Competence has never been built through information alone. It emerges from repeated exposure to uncertainty, from making decisions with incomplete information, from understanding consequences, recognising trade-offs and developing the ability to distinguish what is technically correct from what is contextually appropriate. These qualities are accumulated rather than generated and that reality becomes increasingly important as AI assumes a more prominent role in professional decision-making.
Large language models are exceptional at recognising patterns across enormous amounts of information and predicting responses that are statistically likely within a given context. Their ability to synthesise knowledge is one of the most significant technological achievements of our generation.
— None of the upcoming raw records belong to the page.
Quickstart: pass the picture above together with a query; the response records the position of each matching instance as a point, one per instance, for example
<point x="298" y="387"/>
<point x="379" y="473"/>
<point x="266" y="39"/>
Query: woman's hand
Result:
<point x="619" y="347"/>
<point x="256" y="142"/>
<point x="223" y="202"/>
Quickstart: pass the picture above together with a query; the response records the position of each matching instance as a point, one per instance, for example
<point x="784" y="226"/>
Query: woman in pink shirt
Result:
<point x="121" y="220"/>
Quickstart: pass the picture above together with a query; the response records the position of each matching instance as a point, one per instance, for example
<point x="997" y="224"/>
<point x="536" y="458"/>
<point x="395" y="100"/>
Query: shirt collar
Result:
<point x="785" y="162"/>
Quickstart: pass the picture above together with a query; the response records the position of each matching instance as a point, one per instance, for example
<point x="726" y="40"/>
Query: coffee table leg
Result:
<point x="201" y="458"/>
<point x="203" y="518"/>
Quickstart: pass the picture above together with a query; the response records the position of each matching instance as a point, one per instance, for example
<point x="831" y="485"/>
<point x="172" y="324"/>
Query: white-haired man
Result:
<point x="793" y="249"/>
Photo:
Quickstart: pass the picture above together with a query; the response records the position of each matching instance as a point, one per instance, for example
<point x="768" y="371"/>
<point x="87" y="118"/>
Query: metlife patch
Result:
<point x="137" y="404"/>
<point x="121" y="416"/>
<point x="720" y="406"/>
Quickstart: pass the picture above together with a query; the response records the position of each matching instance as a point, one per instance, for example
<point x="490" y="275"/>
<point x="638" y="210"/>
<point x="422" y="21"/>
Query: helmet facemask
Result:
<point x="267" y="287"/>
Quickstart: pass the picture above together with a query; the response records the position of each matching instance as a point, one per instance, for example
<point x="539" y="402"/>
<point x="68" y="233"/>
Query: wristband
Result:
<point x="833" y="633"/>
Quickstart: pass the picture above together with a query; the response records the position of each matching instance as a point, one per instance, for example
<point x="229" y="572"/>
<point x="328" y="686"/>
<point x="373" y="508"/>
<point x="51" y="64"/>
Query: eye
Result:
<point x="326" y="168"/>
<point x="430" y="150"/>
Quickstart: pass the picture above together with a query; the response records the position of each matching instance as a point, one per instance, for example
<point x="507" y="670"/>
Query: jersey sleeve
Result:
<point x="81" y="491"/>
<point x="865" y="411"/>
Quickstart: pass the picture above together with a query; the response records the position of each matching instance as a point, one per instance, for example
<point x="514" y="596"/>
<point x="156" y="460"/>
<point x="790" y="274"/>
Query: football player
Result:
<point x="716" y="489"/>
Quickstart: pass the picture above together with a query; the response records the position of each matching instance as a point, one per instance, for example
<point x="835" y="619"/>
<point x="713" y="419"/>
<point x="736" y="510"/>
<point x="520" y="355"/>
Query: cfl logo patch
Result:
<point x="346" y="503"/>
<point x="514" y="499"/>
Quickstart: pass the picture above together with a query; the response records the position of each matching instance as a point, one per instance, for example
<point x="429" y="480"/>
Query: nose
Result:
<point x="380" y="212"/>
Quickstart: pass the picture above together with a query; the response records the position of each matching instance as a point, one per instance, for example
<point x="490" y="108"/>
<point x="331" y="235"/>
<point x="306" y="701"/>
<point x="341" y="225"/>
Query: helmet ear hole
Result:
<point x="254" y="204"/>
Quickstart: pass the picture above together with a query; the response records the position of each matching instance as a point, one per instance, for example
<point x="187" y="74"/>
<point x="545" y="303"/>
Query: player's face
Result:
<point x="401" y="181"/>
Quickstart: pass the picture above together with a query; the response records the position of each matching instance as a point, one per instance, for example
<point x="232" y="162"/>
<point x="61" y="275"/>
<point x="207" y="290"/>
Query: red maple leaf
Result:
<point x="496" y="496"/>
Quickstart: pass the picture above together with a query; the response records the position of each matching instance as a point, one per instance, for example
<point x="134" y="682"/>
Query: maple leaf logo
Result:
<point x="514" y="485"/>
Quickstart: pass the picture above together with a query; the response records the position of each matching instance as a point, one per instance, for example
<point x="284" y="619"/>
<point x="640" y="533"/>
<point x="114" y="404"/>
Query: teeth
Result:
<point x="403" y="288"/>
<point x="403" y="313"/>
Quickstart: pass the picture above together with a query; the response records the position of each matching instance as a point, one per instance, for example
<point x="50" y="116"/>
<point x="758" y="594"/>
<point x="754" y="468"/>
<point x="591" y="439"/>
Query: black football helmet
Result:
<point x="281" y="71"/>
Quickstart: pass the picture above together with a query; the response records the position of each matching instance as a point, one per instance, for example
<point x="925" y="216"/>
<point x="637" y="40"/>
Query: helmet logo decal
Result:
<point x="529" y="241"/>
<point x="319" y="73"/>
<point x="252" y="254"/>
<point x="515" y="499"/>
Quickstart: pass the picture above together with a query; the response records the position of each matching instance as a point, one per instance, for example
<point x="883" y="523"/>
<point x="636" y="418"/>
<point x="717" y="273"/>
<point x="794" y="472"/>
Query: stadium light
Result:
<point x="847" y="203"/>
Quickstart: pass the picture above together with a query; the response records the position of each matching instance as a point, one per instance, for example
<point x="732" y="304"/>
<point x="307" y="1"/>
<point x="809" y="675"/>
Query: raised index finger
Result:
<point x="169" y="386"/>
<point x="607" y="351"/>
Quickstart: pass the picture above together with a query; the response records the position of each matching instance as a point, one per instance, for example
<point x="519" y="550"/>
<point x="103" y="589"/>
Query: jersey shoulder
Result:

Prediction, however, should not be confused with judgment. Prediction identifies probability, judgment determines appropriateness. Prediction explains what has happened before, judgment decides whether history still applies. Prediction generates possibilities, judgment accepts responsibility for choosing among them. The distinction is subtle, but profound.
In communications, the effectiveness of a message depends not simply on language but on timing, culture, stakeholder expectations and public perception. In finance, technically sound decisions may still produce undesirable commercial outcomes if broader market dynamics are ignored. In healthcare, clinical recommendations must account for individual circumstances that extend beyond statistical probability.
Across professions, context influences outcomes as much as information itself. Context remains one of the least transferable dimensions of intelligence. This becomes even more significant when viewed through the lens of human psychology.
For decades, behavioural scientists have demonstrated that people naturally associate clarity with credibility. Information presented fluently and confidently is often perceived as more accurate, even when objective evidence suggests otherwise. Artificial Intelligence communicates with remarkable fluency. Its responses are coherent, persuasive and exceptionally well structured. That fluency is one of its greatest strengths. It is also one of the reasons human judgment becomes increasingly important.
Clear language should never be mistaken for sound reasoning and confidence should never be mistaken for competence. The ability to distinguish between the two may become one of the defining professional skills of the next decade.
There is another consequence of AI that receives comparatively little attention. Artificial Intelligence is making expertise less visible while simultaneously making it more valuable.
Historically, experts distinguished themselves through superior outputs, better reports, better analyses, better presentations and better recommendations.
Today, many of those outputs can be generated with impressive quality by almost anyone. The visible gap has narrowed and the invisible gap has widened.
Increasingly, with this technology, expertise resides not in producing the answer but in recognising whether the answer deserves to be trusted. It resides in defining the right problem before seeking a solution. It resides in identifying assumptions that remain invisible to others and it resides in recognising when historical patterns no longer provide reliable guidance.
Every technological revolution changes what society rewards. This one may reward judgement. Because when everyone can generate an answer, the rarest professional in the room will not be the one with the most information, it will be the one who knows which information deserves to be trusted.